Le Tour de Babel, un regard métèque
Dieu créa l’homme à son image.
Il souffla dans ses narines un souffle de vie,
et l’homme devint un être vivant[1].
Figurine de poussière animée d’un souffle de vie, l’homme était comme tous les animaux qui pullulaient sur terre. De Dieu il n’avait que l’apparence. Le Divin Créateur avait omis de lui donner l’essentiel, la pensée. La misérable créature l’inventa dans l’ignorance, le doute, la terreur, la douleur, de génération en génération, à travers la nuit des temps. Laborieusement, elle s’arracha du règne animal, créa la parole, expression de sa liberté, mémoire de ses peurs, de ses souffrances, de ses crimes, de ses aspirations. Au-delà des cycles fermés de vie et de mort, elle inventa l’éternité. Elle créa le souvenir, l’avenir, l’espoir. Elle inventa l’amour, promesse d’un monde fait par des humains pour les humains. Bref, elle humanisa la nature. Avec des mots.
L’œuvre titanesque dépassait de loin les capacités d’un seul, les limites de son existence sur terre. Un peu partout, les hommes s’unirent pour la réaliser, toujours à l’aveuglette. Mais d’instinct ils surent tous trouver le rite initiatique qui firent d’eux des hommes : un jour, deux êtres se dirent le monde qui leur était commun. Ils nommèrent les choses, les sensations – leurs relations communes au monde, à eux-mêmes. Ils scellèrent ainsi l’unicité de leurs destins à travers la diversité de leurs êtres. Ils léguèrent ce serment aux hommes à venir en le coulant dans la matérialité d’un son. Et la parole fut. Elle était aussi dure que le cristal, aussi diverse que les richesses minérales de la terre, aussi fragile que la vie.
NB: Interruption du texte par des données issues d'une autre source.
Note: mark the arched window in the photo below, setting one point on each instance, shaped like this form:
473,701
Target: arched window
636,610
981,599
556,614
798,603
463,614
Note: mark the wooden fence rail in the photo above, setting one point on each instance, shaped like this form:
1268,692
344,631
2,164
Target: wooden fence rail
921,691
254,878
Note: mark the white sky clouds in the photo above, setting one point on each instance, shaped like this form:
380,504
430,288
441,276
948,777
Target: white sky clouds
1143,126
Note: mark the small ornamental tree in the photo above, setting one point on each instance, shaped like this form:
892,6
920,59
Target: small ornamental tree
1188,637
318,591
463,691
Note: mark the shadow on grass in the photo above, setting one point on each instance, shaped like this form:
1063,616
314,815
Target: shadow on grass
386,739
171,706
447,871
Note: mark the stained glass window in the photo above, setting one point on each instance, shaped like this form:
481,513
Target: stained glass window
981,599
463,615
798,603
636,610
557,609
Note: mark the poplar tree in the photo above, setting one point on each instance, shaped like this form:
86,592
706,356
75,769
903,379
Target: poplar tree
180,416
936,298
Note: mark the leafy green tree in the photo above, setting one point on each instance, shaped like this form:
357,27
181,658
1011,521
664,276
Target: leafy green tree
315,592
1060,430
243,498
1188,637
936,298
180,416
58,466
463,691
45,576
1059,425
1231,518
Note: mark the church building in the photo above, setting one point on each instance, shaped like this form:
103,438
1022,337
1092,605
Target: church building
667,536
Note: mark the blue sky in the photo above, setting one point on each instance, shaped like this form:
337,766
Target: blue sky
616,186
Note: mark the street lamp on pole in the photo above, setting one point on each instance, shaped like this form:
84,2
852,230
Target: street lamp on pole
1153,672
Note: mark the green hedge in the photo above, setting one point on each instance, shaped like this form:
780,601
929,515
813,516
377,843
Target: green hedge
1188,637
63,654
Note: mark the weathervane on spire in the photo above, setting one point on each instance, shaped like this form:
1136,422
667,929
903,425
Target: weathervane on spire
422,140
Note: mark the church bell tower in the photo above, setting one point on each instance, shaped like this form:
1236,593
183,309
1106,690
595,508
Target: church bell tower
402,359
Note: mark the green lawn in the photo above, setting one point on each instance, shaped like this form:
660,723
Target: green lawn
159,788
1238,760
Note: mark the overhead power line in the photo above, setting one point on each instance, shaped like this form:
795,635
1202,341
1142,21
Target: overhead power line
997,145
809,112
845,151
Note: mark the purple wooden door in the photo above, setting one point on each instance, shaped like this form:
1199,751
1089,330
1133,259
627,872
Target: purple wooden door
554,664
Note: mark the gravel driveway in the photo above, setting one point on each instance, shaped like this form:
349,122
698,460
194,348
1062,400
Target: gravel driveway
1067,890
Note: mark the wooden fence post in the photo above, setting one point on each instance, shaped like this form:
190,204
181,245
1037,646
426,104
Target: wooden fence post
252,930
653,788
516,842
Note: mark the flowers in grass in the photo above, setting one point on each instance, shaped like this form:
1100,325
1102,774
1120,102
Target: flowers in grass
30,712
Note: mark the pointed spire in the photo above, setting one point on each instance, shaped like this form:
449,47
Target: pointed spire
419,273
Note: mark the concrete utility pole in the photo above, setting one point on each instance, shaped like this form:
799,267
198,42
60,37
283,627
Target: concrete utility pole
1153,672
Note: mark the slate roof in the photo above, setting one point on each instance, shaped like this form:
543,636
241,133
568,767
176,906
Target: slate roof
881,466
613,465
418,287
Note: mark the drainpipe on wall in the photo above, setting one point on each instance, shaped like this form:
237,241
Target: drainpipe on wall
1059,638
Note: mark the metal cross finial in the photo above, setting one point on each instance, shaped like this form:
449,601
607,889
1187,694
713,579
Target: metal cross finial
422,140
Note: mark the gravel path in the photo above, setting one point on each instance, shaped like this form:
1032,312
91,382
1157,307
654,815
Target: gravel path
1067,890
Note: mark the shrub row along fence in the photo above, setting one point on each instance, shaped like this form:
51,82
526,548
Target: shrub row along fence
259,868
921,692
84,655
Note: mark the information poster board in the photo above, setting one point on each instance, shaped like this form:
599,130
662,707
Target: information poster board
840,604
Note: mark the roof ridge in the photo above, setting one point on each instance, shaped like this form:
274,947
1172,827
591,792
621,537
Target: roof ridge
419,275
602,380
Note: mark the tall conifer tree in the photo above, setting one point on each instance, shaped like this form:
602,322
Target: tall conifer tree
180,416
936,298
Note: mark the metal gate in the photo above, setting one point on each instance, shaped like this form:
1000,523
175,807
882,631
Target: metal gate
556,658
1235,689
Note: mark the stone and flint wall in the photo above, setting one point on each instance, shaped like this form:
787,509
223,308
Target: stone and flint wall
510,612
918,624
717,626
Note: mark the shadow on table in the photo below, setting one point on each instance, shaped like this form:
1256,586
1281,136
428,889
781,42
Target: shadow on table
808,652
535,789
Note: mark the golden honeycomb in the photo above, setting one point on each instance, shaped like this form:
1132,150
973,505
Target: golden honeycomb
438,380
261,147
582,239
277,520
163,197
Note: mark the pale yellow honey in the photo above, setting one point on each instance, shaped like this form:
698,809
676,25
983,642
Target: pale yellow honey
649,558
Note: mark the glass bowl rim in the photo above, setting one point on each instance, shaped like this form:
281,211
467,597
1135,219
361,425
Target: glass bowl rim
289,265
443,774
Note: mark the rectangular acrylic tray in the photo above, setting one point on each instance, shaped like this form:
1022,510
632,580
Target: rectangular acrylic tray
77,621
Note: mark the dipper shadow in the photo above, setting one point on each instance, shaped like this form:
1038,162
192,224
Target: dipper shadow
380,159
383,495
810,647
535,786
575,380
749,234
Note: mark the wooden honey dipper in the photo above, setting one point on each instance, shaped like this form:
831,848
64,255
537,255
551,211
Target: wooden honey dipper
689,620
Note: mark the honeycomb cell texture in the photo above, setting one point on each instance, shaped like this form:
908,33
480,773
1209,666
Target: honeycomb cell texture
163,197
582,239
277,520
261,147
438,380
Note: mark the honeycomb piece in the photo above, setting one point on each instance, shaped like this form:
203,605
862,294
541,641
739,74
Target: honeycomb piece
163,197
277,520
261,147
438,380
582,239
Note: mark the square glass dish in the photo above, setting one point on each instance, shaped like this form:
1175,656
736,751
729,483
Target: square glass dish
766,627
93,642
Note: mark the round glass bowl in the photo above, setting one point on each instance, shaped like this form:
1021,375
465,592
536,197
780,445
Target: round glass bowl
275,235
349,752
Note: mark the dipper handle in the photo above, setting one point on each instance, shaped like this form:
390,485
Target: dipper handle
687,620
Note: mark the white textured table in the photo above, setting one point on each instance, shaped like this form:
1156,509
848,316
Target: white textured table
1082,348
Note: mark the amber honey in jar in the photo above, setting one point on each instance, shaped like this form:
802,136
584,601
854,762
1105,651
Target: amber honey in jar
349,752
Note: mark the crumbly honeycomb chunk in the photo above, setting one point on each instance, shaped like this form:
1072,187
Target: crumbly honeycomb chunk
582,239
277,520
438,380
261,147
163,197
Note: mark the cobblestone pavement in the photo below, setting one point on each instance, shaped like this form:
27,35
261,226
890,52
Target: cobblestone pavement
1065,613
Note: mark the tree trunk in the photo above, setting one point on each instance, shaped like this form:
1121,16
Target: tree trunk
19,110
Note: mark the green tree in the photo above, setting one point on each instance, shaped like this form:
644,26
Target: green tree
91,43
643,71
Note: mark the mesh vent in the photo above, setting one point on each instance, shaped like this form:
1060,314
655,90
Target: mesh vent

Mais, contrairement aux choses qui finissent toutes en poussière et à la vie qui s’achève toujours dans la mort, elle savait se réincarner à travers l’amour, renaître à la vie pour ranimer le passé des hommes, recréer une promesse à leur avenir : l’humain.
Siècle après siècle, génération après génération, les humains renouvelaient le rite des origines, rallumaient l’antique serment. Au sein maternel, chaque bébé s’abreuvait aussi de la parole des morts et devenait humain. La pratique était si vieille que les hommes la crurent naturelle : ils étaient nés dotés d’un esprit. Ils oublièrent son origine douloureusement humaine, l’attribuèrent aux Dieux. Mais dès que l’univers fut créé, les Dieux sont tous partis en vacance. Leurs voix se sont tues. Définitivement. Alors des sorciers, des gourous, des grands prêtres, des ayatollahs, des mollahs, des rabins, des croisés de tout acabit, des armées de médiateurs, de communicateurs, de magiciens de tout poil captèrent à leur profit le silence des Dieux pour habiller de mystère le pacte oublié des hommes. Ils bâtirent chacun sa tour d’ivoire, de pierre, de cristal, d’acier ou de verre pour protéger leur Voix et s’entretuèrent pour l’imposer au monde.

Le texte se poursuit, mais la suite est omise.